Eks Kombatan Kumpul di Lamongan, Dirikan Yayasan Lingkar Perdamaian
Terobosan baru penanganan masalah terorisme Rabu (29/3) terjadi di Lamongan. Acaranya memang hanya peletakan batu pertama pembangunan pengembangan masjid dan taman pendidikan Alquran (TPA) plus di Solokuro, Lamongan, Jatim, yang dilakukan Kepala Badan Nasional Penanggulangan Terorisme (BNPT) Komjen Pol Suhardi Alius.

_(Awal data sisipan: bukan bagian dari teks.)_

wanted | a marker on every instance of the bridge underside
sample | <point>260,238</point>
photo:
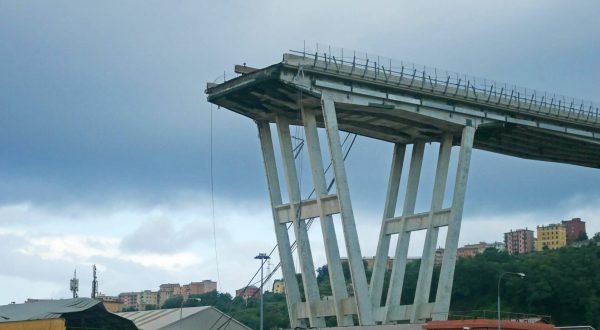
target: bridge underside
<point>263,95</point>
<point>402,110</point>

”Selama ini kami selalu bingung ketika ada napi terorisme keluar dari penjara dan bingung mau apa. Cari kerjaan sulit, tapi ada anak-istri yang harus dihidupi,” ungkap Ketua Yayasan Lingkar Perdamaian Ali Fauzi. ”Jika tidak ada yang mau peduli, biasanya nanti malah melakukan aksi (mengebom, Red) lagi,” imbuhnya. Itulah yang kemudian menggerakkan Ali Fauzi mengumpulkan pihak terkait untuk kemudian sama-sama membantu.
Gayung bersambut. Kepala BNPT Suhardi Alius meresponsnya dengan baik. Bertemu kali pertama pada September 2016, Suhardi menjanjikan untuk membantu dan memfasilitasi pengembangan masjid serta pembangunan gedung TPA plus di Solokuro, Lamongan. Suhardi tidak asal janji. Dia bahkan menugaskan Brigjen Herwan Haidir, salah seorang deputinya, untuk menjadi ketua panitia. ”Kami targetkan tiga bulan sudah kelar,” kata Herwan kemarin.

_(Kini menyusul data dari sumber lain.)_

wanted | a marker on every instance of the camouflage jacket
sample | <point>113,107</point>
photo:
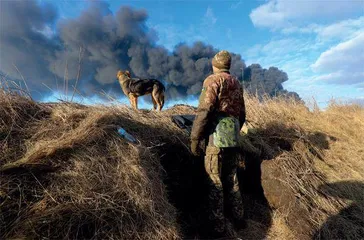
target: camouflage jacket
<point>221,97</point>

Selain itu, Suhardi melakukan improvisasi. Sadar BNPT tak punya dana taktis ataupun anggaran berlebih, Suhardi mengumpulkan sejumlah pengusaha yang bersimpati dan hendak menolong para mantan kombatan tersebut. ”Sebelumnya mereka khawatir untuk membantu menyelesaikan masalah terorisme dengan memberikan sumbangan kepada eks napi terorisme. Takut dicap sebagai pemodal terorisme,” papar Suhardi. ”Makanya, kami berikan jaminan mereka tidak akan dicap pemodal teroris,” imbuhnya.
Suhardi menambahkan bahwa BNPT tidak memungut sepeser pun dari dana tersebut. Semua dana itu bisa diaudit dan diakses. Menurut dia, terorisme tidak bisa hanya ditangani dengan penindakan. Yang paling penting justru aspek-aspek di sekelilingnya. ”Bagaimana dengan anaknya? Bagaimana dengan lingkungannya? Bagaimanakah jika ada napi terorisme yang sadar dan berubah?” tuturnya. Menurut Suhardi, hal-hal tersebut belum bisa terjawab dengan tuntas. Juga sulit jika hanya mengandalkan pemerintah.

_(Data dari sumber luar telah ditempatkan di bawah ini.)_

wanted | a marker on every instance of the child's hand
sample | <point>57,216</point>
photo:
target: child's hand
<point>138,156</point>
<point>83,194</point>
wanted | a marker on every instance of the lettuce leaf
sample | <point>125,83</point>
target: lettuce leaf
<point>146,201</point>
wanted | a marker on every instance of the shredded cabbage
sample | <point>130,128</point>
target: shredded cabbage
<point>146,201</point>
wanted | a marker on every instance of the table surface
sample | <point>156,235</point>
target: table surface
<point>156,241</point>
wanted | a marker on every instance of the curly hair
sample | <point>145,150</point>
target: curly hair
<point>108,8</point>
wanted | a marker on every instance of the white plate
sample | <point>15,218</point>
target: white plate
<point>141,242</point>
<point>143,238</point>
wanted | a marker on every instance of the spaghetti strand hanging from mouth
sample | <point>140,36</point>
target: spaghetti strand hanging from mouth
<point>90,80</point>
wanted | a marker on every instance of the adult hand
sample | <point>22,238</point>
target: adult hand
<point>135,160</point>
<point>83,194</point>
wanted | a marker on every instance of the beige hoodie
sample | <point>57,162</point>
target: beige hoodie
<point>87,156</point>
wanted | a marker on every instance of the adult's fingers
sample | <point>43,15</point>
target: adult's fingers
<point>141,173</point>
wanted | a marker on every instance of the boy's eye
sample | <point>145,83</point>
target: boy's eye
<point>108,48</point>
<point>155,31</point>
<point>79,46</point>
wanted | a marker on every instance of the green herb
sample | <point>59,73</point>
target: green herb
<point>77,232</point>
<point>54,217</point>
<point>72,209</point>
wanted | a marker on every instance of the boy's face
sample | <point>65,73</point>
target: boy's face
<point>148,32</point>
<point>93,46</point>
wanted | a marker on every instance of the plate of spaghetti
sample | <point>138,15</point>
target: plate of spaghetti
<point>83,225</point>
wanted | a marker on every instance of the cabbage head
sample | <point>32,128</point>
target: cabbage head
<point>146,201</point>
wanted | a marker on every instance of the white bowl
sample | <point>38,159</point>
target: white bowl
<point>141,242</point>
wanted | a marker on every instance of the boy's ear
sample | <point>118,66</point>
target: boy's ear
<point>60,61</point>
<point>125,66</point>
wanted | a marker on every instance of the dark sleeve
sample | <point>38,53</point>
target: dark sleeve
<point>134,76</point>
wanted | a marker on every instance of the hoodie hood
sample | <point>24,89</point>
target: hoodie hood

Makanya, Suhardi begitu bergembira ketika justru para mantan kombatan itulah yang mengambil inisiatif. Tanpa banyak bicara, dia langsung setuju untuk membantu dan memfasilitasi. ”Gerakan-gerakan seperti inilah yang paling efektif untuk menekan laju terorisme,” tambahnya.
Suhardi mengungkapkan, saat ini total ada 1.500-an napi terorisme dan sekitar 560-an yang baru saja keluar sepanjang 2016. Yang menggembirakan, imbuh Suhardi, hanya tiga napi terorisme yang kembali melakukan aksi teror. ”Yang banyak memang justru yang baru-baru,” ucapnya. Untuk itu, lanjut Suhardi, penindakan akan selalu dibarengi pencegahan. ”Kami juga mengerjakan program yang hampir sama di Sumatera Utara dan NTB. Keduanya termasuk kantong,” terangnya.
Suhardi optimistis perang melawan terorisme bisa dilakukan dengan lebih baik. Sebagaimana yang diungkapkan Imam Besar Masjid Istiqlal Ustad Nasaruddin Umar yang kemarin juga hadir.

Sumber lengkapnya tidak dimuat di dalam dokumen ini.